To the Editor:

The Yale Daily News is absolutely correct in its statement in the News’ View yesterday that “to suggest that Dwight Hall today must in some way atone for Dwight’s sins is ludicrous.” (“Dwight Hall plaque an unnecessary response,” 11/13) Yet to claim that an act of rededication to social justice as signified by the plaque presented yesterday is equivalent to an apology is irresponsible. It is not Dwight Hall that has been propagating an apologetic image; indeed they have taken pains not to do so, instead it is the News with such non-representative headlines as “Dwight Hall still making amends” and disjointed linkages between Dwight Hall and the Rev. Eric Smith’s group interested in seeking reparations from the university that has created this image.

The greatest good that the “Yale, Slavery and Abolition” report has accomplished here at Yale is to rekindle interest in race relations and racial prejudice. Yale, as an institution, has lost much of its energy in dealing with its own problems.
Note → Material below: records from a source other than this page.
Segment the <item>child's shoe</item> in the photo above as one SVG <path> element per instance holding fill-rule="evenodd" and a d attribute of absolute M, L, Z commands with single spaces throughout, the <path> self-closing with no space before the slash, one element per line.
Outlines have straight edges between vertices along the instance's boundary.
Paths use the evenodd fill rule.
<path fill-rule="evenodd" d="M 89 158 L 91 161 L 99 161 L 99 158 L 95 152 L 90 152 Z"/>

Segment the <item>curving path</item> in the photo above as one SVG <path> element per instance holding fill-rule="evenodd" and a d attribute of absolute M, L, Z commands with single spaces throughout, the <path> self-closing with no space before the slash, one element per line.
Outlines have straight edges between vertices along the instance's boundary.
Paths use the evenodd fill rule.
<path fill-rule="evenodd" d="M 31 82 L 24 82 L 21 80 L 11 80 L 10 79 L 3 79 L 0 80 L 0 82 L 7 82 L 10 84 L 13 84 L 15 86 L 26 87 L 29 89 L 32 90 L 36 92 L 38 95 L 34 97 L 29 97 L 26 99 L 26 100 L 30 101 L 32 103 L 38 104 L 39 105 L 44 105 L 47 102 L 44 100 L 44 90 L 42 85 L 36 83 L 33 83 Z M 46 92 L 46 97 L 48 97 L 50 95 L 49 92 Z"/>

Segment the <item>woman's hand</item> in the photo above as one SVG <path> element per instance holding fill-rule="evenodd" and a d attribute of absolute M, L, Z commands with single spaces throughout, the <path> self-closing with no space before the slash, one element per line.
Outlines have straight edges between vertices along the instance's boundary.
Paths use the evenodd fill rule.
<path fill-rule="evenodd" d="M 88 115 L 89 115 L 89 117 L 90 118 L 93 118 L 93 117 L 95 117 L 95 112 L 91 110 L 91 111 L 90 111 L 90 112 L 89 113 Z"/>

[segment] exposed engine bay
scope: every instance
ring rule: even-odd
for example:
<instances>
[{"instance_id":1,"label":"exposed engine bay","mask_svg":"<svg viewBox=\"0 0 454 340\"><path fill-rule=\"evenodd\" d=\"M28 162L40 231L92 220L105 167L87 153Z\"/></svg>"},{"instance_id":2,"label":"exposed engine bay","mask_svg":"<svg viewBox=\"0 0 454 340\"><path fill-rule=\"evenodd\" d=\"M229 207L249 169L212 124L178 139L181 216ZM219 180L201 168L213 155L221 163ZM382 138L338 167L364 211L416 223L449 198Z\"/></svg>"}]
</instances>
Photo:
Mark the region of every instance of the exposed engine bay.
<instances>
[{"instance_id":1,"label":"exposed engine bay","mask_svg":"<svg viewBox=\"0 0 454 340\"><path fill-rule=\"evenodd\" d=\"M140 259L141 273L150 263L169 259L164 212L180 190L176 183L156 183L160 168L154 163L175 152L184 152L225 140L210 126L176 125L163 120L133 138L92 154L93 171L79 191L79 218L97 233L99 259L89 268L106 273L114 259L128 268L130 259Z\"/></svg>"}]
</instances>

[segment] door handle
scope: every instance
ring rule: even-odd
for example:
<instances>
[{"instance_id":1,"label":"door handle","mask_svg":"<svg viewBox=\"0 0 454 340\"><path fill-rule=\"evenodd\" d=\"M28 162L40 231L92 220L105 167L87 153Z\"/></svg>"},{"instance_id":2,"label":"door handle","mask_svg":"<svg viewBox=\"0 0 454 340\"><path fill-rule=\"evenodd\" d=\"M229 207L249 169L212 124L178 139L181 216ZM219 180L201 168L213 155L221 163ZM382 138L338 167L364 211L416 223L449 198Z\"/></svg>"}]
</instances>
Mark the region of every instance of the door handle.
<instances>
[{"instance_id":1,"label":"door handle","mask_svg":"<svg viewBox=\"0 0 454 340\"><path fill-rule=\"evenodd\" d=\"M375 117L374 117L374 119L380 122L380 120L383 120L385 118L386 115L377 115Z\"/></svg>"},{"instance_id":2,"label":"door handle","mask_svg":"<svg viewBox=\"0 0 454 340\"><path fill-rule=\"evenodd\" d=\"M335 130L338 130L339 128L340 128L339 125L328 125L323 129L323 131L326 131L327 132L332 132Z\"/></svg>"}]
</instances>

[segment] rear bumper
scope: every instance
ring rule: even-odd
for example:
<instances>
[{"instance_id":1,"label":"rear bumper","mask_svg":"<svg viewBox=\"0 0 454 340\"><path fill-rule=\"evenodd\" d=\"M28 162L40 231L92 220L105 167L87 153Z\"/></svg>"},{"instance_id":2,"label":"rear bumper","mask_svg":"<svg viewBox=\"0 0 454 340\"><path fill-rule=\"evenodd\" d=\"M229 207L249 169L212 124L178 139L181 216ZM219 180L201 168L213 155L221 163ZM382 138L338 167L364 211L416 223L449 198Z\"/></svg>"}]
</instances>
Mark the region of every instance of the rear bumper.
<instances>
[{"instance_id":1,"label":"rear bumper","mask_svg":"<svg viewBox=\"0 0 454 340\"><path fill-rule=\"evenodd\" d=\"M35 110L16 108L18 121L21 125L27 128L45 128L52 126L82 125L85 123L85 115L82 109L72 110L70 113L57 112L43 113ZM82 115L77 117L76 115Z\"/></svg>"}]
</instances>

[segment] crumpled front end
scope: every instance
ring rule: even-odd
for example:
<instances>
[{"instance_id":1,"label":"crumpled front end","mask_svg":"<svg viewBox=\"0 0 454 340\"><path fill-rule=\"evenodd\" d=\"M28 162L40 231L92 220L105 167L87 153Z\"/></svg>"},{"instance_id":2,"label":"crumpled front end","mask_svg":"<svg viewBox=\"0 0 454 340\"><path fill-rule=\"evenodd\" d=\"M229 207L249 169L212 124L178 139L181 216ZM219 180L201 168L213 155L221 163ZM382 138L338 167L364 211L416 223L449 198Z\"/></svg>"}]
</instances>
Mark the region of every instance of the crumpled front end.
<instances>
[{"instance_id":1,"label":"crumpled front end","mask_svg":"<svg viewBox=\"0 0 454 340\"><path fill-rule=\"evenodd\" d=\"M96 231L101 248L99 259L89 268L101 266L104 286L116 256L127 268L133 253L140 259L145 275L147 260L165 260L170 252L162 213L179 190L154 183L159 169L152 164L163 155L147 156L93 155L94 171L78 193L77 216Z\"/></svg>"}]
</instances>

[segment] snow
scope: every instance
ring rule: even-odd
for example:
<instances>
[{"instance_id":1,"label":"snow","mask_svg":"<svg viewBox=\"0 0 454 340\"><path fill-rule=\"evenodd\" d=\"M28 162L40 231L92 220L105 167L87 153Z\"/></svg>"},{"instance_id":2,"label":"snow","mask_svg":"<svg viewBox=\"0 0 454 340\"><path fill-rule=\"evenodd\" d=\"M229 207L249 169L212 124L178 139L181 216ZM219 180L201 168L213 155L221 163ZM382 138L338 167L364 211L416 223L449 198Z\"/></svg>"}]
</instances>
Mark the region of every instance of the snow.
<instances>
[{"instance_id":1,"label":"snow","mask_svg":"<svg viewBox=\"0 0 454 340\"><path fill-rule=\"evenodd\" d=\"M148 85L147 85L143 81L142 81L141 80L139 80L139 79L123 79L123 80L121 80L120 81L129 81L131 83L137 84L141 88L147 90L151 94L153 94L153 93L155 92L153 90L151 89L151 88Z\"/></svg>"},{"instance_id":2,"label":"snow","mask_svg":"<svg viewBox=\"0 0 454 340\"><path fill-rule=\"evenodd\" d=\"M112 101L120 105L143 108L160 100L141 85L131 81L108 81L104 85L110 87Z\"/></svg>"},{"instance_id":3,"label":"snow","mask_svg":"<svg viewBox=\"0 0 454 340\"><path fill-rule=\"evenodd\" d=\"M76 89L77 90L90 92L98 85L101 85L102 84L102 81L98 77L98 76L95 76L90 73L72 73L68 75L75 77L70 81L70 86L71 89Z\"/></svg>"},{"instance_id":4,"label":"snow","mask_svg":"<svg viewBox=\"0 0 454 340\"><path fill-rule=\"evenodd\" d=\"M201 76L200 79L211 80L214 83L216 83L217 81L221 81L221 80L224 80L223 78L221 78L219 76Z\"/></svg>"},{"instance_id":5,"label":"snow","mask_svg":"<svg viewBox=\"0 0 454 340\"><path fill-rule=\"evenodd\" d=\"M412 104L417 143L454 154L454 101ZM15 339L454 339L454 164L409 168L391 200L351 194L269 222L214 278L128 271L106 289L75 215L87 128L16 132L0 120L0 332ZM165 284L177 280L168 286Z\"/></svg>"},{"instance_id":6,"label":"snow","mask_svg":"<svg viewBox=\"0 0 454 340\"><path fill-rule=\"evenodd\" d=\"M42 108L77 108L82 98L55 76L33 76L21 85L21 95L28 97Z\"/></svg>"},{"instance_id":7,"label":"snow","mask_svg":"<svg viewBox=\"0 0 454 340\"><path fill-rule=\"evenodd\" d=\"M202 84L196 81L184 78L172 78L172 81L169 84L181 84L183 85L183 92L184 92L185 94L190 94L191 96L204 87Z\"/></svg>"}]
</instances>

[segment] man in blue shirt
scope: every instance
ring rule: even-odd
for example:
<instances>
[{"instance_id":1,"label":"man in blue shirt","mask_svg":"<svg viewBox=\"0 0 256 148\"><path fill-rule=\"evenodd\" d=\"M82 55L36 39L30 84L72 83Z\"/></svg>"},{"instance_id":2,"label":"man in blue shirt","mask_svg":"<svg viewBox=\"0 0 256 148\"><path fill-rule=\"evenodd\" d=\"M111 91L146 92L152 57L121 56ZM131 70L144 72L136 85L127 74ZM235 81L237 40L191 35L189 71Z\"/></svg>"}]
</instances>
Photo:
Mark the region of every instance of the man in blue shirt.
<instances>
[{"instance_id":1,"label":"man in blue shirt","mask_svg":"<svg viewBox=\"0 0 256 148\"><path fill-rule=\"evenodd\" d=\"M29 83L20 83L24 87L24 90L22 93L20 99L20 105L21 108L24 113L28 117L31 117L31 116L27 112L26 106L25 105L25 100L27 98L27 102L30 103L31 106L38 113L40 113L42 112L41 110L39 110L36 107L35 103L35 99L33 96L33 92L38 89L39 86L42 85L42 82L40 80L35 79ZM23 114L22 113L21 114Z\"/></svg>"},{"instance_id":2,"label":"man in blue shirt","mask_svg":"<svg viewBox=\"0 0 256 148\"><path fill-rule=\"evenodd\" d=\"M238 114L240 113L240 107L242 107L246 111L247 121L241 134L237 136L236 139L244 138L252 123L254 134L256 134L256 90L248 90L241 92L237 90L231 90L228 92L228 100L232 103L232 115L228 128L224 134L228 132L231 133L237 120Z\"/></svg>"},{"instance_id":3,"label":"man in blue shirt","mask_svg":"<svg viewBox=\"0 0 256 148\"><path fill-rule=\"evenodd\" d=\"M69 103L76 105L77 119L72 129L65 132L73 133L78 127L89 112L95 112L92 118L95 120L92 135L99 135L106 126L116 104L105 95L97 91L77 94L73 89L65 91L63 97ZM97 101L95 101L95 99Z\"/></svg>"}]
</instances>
One can still look at the tenured faculty or the disparity between Local 34 (predominantly white) and Local 35 (predominantly black) to point to the problems at Yale.

It would behoove Yale to follow Dwight Hall’s lead and use the report as an opportunity to rededicate itself to combatting the racial problems that exist even on this campus. Rededication is neither an apology nor an inane exercise, but instead a powerful tool for the revitalization of one’s efforts.

Vidhya Prabhakaran ’03

November 13, 2001

The writer is president of the Yale College Council.